Hawke's Bay Hospital chief operations officer Chris Ash said the new Covid-19 wards meant some endoscopy procedures and planned surgical operations would need to be deferred.

Outpatient appointments would shift to virtual consultations if necessary, he said.

DHB chief executive Keriana Brooking told RNZ the Covid demand meant some services would need to be "scaled back" at the hospital.

"We've worked out those things that we may need to do less of, what are those things that we may need to do out of the hospital, so in somebody's home, and we've also looked at the way at we might be able to increase our ability to discharge," she said.

"We will need to communicate with our community, and sometimes quite quickly, should we find ourselves in the position where we need to continue to provide a service, but in doing that, we may have to manage the services we have available."

Hospital stays were about half the length of those for Delta, though the DHB was expecting more people to arrive who had to be managed for longer, Brooking told Morning Report.

The hospital had admitted a number of children with the coronavirus, she said.

Brooking maintained acute and emergency care would always be available.

She said staff had been asked if they would put their hand up to redeploy to another role if they needed to.

The emergency department demand had been "reasonably intense" in the last couple of months, but not as busy as the busiest, in May last year.

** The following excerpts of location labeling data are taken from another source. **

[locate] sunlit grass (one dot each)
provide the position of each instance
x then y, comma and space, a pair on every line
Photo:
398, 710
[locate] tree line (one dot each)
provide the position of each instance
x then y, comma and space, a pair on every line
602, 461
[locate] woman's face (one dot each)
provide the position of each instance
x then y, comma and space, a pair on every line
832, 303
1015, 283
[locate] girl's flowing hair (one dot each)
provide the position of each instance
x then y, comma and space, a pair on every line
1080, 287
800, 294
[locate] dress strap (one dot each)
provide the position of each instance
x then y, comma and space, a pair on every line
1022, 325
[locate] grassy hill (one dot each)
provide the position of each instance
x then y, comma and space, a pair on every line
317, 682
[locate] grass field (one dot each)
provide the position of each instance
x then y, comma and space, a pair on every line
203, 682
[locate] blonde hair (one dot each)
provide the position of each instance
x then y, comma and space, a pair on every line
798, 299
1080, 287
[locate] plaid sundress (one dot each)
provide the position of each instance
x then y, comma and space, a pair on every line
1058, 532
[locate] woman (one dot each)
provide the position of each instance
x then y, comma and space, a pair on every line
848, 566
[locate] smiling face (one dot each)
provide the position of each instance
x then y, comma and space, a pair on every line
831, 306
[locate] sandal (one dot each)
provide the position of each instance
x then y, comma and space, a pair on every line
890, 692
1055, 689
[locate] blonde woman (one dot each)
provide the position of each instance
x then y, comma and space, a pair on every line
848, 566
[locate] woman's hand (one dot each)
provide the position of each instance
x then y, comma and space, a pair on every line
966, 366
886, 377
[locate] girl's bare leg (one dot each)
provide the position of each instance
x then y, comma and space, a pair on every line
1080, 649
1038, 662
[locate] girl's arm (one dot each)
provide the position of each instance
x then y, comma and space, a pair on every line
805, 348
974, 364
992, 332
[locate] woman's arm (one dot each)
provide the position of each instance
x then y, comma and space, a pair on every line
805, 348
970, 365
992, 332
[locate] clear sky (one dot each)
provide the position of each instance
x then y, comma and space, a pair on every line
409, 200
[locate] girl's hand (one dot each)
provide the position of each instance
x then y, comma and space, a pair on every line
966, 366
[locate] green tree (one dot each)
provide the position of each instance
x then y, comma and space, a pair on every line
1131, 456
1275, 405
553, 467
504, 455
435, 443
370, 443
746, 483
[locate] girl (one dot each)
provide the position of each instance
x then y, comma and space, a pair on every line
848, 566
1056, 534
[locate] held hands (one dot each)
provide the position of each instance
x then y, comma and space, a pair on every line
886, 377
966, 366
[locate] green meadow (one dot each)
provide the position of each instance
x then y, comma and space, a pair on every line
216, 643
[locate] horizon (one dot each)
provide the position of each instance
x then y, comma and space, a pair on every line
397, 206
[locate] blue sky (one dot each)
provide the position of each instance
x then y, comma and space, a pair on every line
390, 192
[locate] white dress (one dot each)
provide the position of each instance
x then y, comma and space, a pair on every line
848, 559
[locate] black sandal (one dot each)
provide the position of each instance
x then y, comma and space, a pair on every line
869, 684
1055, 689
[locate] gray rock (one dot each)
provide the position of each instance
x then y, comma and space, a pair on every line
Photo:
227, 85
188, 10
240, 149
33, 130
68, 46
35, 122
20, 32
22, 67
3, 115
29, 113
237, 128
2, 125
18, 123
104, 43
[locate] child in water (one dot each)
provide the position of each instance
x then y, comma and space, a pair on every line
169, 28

The department can cope with about 120 people a day.

But in May last year they hit 185 in a day, 65 over the normal capacity.

"I wouldn't want to say we've been completely quiet - but the 180 a day presentations that we have experienced in the past - we haven't been seeing as much," Brooking said.

As of Monday, there are nearly 3000 active cases of Covid-19 in Hawke's Bay.

The region only had about 40 in the 2020 outbreak.